Automatic Node Replication in pgraft¶
Quick Answer¶
YES! When you add a node to the leader, it automatically appears on ALL other nodes.
You only need to run ONE command on the leader. The Raft consensus protocol handles everything else automatically.
How It Works¶
The Process¶
┌──────────────────────────────────────────────────────────────┐
│ │
│ 1. User runs ONE command on leader │
│ Leader$ SELECT pgraft_add_node(4, '192.168.1.14', 7004);│
│ │
└────────────────────┬─────────────────────────────────────────┘
│
▼
┌──────────────────────────────────────────────────────────────┐
│ 2. Leader creates ConfChange entry │
│ Entry{Type: AddNode, NodeID: 4, Addr: "192.168.1.14"} │
└────────────────────┬─────────────────────────────────────────┘
│
▼
┌──────────────────────────────────────────────────────────────┐
│ 3. Leader appends to Raft log │
│ log[42] = ConfChange entry │
│ Leader persists to disk │
└────────────────────┬─────────────────────────────────────────┘
│
▼
┌──────────────────────────────────────────────────────────────┐
│ 4. Leader replicates to ALL followers (AUTOMATIC) │
│ │
│ Leader → Follower1: AppendEntries(log[42]) │
│ Leader → Follower2: AppendEntries(log[42]) │
│ Leader → Follower3: AppendEntries(log[42]) │
│ │
└────────────────────┬─────────────────────────────────────────┘
│
▼
┌──────────────────────────────────────────────────────────────┐
│ 5. Followers persist entry and acknowledge │
│ │
│ Follower1: Writes log[42] → ACK │
│ Follower2: Writes log[42] → ACK │
│ Follower3: Writes log[42] → ACK │
│ │
└────────────────────┬─────────────────────────────────────────┘
│
▼
┌──────────────────────────────────────────────────────────────┐
│ 6. Leader commits (majority achieved) │
│ commitIndex = 42 │
└────────────────────┬─────────────────────────────────────────┘
│
▼
┌──────────────────────────────────────────────────────────────┐
│ 7. ALL nodes apply configuration change (AUTOMATIC) │
│ │
│ Leader: nodes[4] = "192.168.1.14:7004" ✓ │
│ Follower1: nodes[4] = "192.168.1.14:7004" ✓ │
│ Follower2: nodes[4] = "192.168.1.14:7004" ✓ │
│ Follower3: nodes[4] = "192.168.1.14:7004" ✓ │
│ │
│ ALL NODES UPDATED! NO MANUAL STEPS! │
└──────────────────────────────────────────────────────────────┘
Example¶
Initial State¶
Cluster: 3 nodes
┌─────────┐ ┌─────────┐ ┌─────────┐
│ Node 1 │ │ Node 2 │ │ Node 3 │
│ Leader │ │Follower │ │Follower │
│ :7001 │ │ :7002 │ │ :7003 │
└─────────┘ └─────────┘ └─────────┘
Membership on ALL nodes: {1, 2, 3}
User Action (Only on Leader!)¶
-- Run on Node 1 (leader) ONLY
SELECT pgraft_add_node(4, '192.168.1.14', 7004);
-- Result
pgraft_add_node
-----------------
t
(1 row)
-- Do NOT run on Node 2
-- Do NOT run on Node 3
-- That's it!
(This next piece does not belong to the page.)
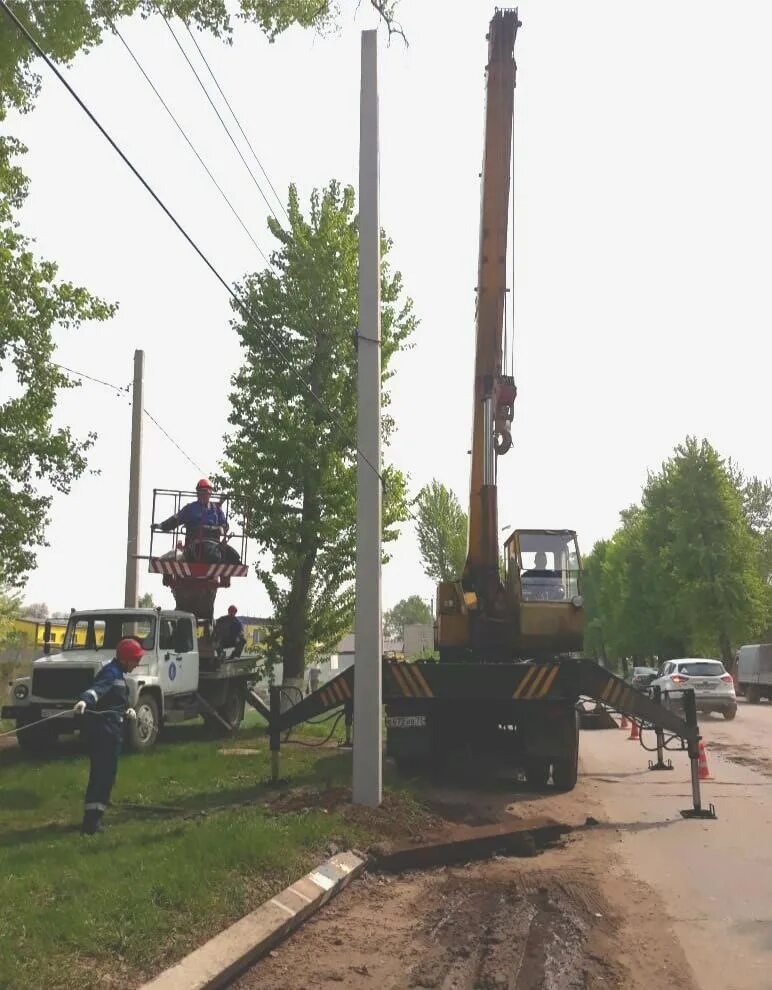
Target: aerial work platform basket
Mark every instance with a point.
(195, 561)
One command!
Result (Automatic)¶
Cluster: 4 nodes
┌─────────┐ ┌─────────┐ ┌─────────┐ ┌─────────┐
│ Node 1 │ │ Node 2 │ │ Node 3 │ │ Node 4 │
│ Leader │ │Follower │ │Follower │ │Follower │
│ :7001 │ │ :7002 │ │ :7003 │ │ :7004 │
└─────────┘ └─────────┘ └─────────┘ └─────────┘
Membership on ALL nodes: {1, 2, 3, 4} ← AUTOMATIC!
Verification¶
Check membership on ANY node:
-- On Node 1 (leader)
node1$ SELECT * FROM pgraft_get_nodes();
node_id | address | port
---------+--------------+------
1 | 127.0.0.1 | 7001
2 | 127.0.0.1 | 7002
3 | 127.0.0.1 | 7003
4 | 192.168.1.14 | 7004 ← New node!
-- On Node 2 (follower - was NOT manually updated)
node2$ SELECT * FROM pgraft_get_nodes();
node_id | address | port
---------+--------------+------
1 | 127.0.0.1 | 7001
2 | 127.0.0.1 | 7002
3 | 127.0.0.1 | 7003
4 | 192.168.1.14 | 7004 ← SAME! Automatic!
-- On Node 3 (follower - was NOT manually updated)
node3$ SELECT * FROM pgraft_get_nodes();
node_id | address | port
---------+--------------+------
1 | 127.0.0.1 | 7001
2 | 127.0.0.1 | 7002
3 | 127.0.0.1 | 7003
4 | 192.168.1.14 | 7004 ← SAME! Automatic!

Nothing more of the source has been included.